Although the deer harvest has been on a downward trend the last few years indicating that population levels have moderated, hunter success and deer harvest rates remain good, according to Charles Ruth, S.C. Department of Natural Resources (SCDNR) Deer and Wild Turkey program coordinator.
Top counties for harvest in 2015 included Anderson, Hampton, Spartanburg, Bamberg and Orangeburg with each of these counties exhibiting harvest rates in excess of 13 deer per square mile. Very few areas in the United States consistently yield comparable harvest figures. Top counties for quality deer in 2015 included Aiken, and Orangeburg in the coastal plain and Anderson, and Oconee counties in the piedmont. These results come as no surprise as most of these counties have historically produced good numbers of record entries.
As it relates specifically to the decrease in harvest during the 2015 deer season, it should be noted that hunting conditions in South Carolina were poor during Fall 2015. This began the first week in October with a 1,000-year rainfall and flooding event spawned by hurricane Joaquin in the Atlantic Ocean. The magnitude of this event forced a temporary season closure for all game species in parts of 15 coastal counties. Although these closures only lasted five to 10 days, the aftermath of the flooding in these areas and throughout the state created access and other problems for deer hunters. Additionally, hunting was negatively impacted by ongoing rainfall and unseasonably warm temperatures for the remainder of the deer season.
Find out more about the 2015 deer harvest and 2016 antler records at the South Carolina Department of Natural Resources website: http://www.dnr.sc.gov/wildlife/deer/index.html.
Ruth said, “Provided we experience normal weather and seasonal temperatures, the outlook for the 2016 deer season is very good.
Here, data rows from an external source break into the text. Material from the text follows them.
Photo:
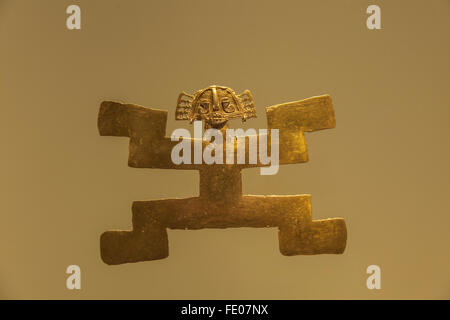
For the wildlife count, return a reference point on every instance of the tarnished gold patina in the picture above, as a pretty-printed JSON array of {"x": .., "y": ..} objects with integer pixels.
[{"x": 220, "y": 203}]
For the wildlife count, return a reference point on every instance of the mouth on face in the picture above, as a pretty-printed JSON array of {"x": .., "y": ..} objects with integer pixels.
[{"x": 216, "y": 118}]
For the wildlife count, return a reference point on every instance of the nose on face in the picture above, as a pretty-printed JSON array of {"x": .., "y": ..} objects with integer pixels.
[{"x": 216, "y": 107}]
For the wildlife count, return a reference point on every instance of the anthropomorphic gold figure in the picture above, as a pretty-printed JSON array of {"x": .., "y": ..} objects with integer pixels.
[{"x": 220, "y": 203}]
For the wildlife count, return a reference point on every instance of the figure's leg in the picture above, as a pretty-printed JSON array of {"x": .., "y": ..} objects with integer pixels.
[
  {"x": 148, "y": 239},
  {"x": 133, "y": 246},
  {"x": 300, "y": 235}
]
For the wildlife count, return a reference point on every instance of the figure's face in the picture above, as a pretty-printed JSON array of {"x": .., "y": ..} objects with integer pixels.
[{"x": 216, "y": 106}]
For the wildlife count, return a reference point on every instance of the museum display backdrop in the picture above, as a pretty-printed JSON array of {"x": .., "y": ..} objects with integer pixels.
[{"x": 384, "y": 167}]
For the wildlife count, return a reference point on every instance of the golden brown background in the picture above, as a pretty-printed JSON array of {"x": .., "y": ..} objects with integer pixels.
[{"x": 384, "y": 168}]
This is based on the simple fact that the decrease in harvest in 2015 was largely a result of poor hunting conditions and not fewer deer. That being the case there was likely carry over of deer that would have otherwise been harvested if conditions would have been better last year. This is particularly the case with respect to antlered bucks because residual bucks from last year will be a year older and likely have better body weights and antler development.”
Hunters should not be overly concerned if the deer population is down compared to several years ago when the population reached its peak. Most hunters, to their credit, have recognized the fact that having fewer deer leads to better quality deer. Results of SCDNR’s antler records program indicate that this may indeed be the case as the last five years have seen more than 1,000 bucks successfully entered into the state records program.
Deer hunting generates about $200 million in retail sales for South Carolina’s economy annually.